Halk patron, devlet personel
İnsana bu yapılamaz, yurttaşa bu yapılamaz, halka bu yapılamaz. Devletin görevi, kendi varlığını borçlu olduğu halka bir çatı sağlamaktır. “Devlet halkın hizmetkarıdır” diyorlar ya, vatandaş bunun ne anlama geldiğini fazla bilmiyor. Kavrayamıyor daha doğrusu. Bu şu demektir: Devlet halkın kapıcısıdır, şoförüdür, baca temizleyicisidir, kuryesidir, musluk tamircisidir, hamalıdır, kalorifercisidir, hastabakıcısıdır. Kendisine kutsallık yükleyerek bir memur toplamı olduğunu, halkın parasıyla dönen çarkın iyi çalışması için işe alındığını unutturmaya çalışıyor. Kapitalist terminolojiyle özetlersek; halk patron, devlet çalışandır. Bir memura, başka bir memuru işe alma yetkisi halk tarafından verilir. Devlet bir yaratık, bir canlı değildir, bu nedenle üreyemez, kendi memurlarını doğuramaz. Halk kendi çocuklarını okutur, o çocuklardan bir bölümü de halk adına toplumu organize eder, işleri yürütür, çarkı çevirir. Çarka da devlet diyoruz zaten.

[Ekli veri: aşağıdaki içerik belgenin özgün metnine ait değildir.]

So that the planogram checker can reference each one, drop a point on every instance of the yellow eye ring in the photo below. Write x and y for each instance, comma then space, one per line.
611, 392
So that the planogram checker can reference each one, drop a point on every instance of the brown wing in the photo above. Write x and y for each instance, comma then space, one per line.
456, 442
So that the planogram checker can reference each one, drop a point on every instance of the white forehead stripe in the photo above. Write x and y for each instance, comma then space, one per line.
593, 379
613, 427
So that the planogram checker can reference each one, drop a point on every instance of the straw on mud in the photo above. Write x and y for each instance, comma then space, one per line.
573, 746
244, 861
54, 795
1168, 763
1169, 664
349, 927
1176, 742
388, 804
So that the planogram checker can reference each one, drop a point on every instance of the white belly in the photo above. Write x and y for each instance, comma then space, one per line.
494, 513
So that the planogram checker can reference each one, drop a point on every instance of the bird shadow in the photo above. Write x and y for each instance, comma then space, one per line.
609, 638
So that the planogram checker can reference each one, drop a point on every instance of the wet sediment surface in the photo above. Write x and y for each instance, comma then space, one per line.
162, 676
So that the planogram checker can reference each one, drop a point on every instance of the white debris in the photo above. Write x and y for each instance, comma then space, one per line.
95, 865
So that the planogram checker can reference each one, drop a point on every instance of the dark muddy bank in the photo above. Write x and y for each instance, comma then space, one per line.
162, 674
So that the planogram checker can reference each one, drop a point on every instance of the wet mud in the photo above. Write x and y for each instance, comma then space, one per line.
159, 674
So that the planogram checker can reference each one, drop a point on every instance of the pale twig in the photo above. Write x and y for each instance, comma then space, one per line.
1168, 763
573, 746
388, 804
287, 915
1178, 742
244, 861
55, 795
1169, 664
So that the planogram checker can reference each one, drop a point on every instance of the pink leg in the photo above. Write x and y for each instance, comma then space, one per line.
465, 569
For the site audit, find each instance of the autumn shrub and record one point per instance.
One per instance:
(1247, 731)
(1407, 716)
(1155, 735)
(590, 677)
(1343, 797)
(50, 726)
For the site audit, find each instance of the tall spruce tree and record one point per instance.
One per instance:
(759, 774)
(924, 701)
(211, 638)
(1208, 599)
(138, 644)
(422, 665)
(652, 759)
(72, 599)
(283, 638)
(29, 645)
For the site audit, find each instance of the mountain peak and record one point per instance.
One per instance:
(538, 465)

Eğer biz üşürsek devlet de üşür
İşte o devlet bana konut sağlamak zorunda. Çünkü ben konamazsam devlet de konamaz. İşte o devlet bana araba, araç, otobüs, minibüs sağlamak zorunda. Çünkü ben ulaşamazsam devlet de ulaşamaz. İşte o devlet bana eğitim sağlamak zorunda. Çünkü ben okumazsam devlet de okumaz. İşte o devlet bana elektrik sağlamak zorunda. Çünkü ben üşürsem devlet de üşür. İşte o devlet bana ekmek sağlamak zorunda. Çünkü ben aç uyursam devlet de aç uyur. İşte o devlet bana su sağlamak zorunda. Çünkü ben yıkanamazsam devlet de yıkanamaz. Bu kadar mı? Hayır. Devlet bunların hepsini bana ücretsiz sağlamak zorunda. Böyle deyince, devlete görevini hatırlatınca, önce mülksüzler, yoksullar, emekçiler, halk zıplıyor yerinden. Sanki onlar, devletin yılmaz bekçileri, yorulmaz savunucuları. Oysa tam tersi... Devlet halkın bekçisidir, devlet halkı, bireyi, yurttaşı savunur. İletişim çağı deniyor, bilişim çağı deniyor, uzay çağı deniyor, internet çağı deniyor, şu çağı, bu çağı deniyor, fakat insanlık, yüzlerce yıl önce masaya konulan yalanı, hala yutmaya devam ediyor. Bekçi olmuş patron, patron olmuş köle...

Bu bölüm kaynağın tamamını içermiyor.